Friday, March 20, 2009

Risk

There is a poem I have been familiar with since junior high, maybe even grade school. It was in a text book somewhere along the way: “The Road Not Taken” by Robert Frost. For some reason, it permeated my brain and stuck with me. Not word for word, but the key lines and the meaning I find in it.

The Road Not Taken

Two roads diverged in a yellow weed,
And sorry I could not travel both
And be one traveler, long I stood
And looked down one as far as I could
To where it bent in the undergrowth;

Then took the other, as just as fair,
And having perhaps the better claim,
Because it was grassy and wanted wear;
Though as for that the passing there
Had worn them really about the same.

And both that morning equally lay
In leaves no step had trodden black
Oh, I kept the first for another day!
Yet knowing how way leads on to way,
I doubted if I should ever come back.

I shall be telling this with a sigh
Somewhere ages and ages hence:
Two roads diverged in a wood, and I—
I took the one less traveled by,
And that has made all the difference.

By Robert Frost, 1915


I always wanted to do something exceptional, something different from the norm. To pave the way for others. To leave a legacy. I felt like I was made for something really big and unique. I think all of us feel this way at some point. But most people follow the path of least resistance, out of obligation. Life and duty smothers the fires of our hearts, until we forget what the fire was about and what it felt like.

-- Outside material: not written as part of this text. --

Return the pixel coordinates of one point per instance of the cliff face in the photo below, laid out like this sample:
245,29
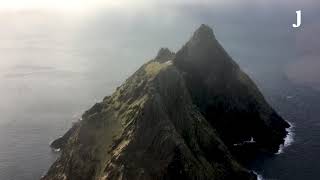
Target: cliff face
179,116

I cannot say that I have lived an exceptional life or have exceptional accomplishments to gloat about. I’m actually very hum-drum, very vanilla (and a little nutty). I have still not done anything I’m exceptionally proud of. But I am plagued with curiosity, and have left the beaten path many times to examine the brush, animals, and aromas that cannot be found on the trails. Each time, I enjoyed the freedom and chose not to return to my old path, but found a new one to connect with. And so, my life has been full of changes—good and bad. My life would have been simpler had I never left the path, but I’m afraid I would have died of boredom. I have invited some heartache and frustrations with my curiosity and my own impatience. In all, however, I don’t regret the risks I’ve taken.
I like to think I've taken the road less travelled, and it has made all the difference in who I am and how I've grown.

Per Garth Brooks, “…Life is not tried it is merely survived when you’re standing outside the fire.”

2 comments:

Naida Lee said...

hmmmm.....

Naida Lee said...

that was a good, pondering "hmmmm..." by the way... hahaa. i was really medicated when i typed that! lol.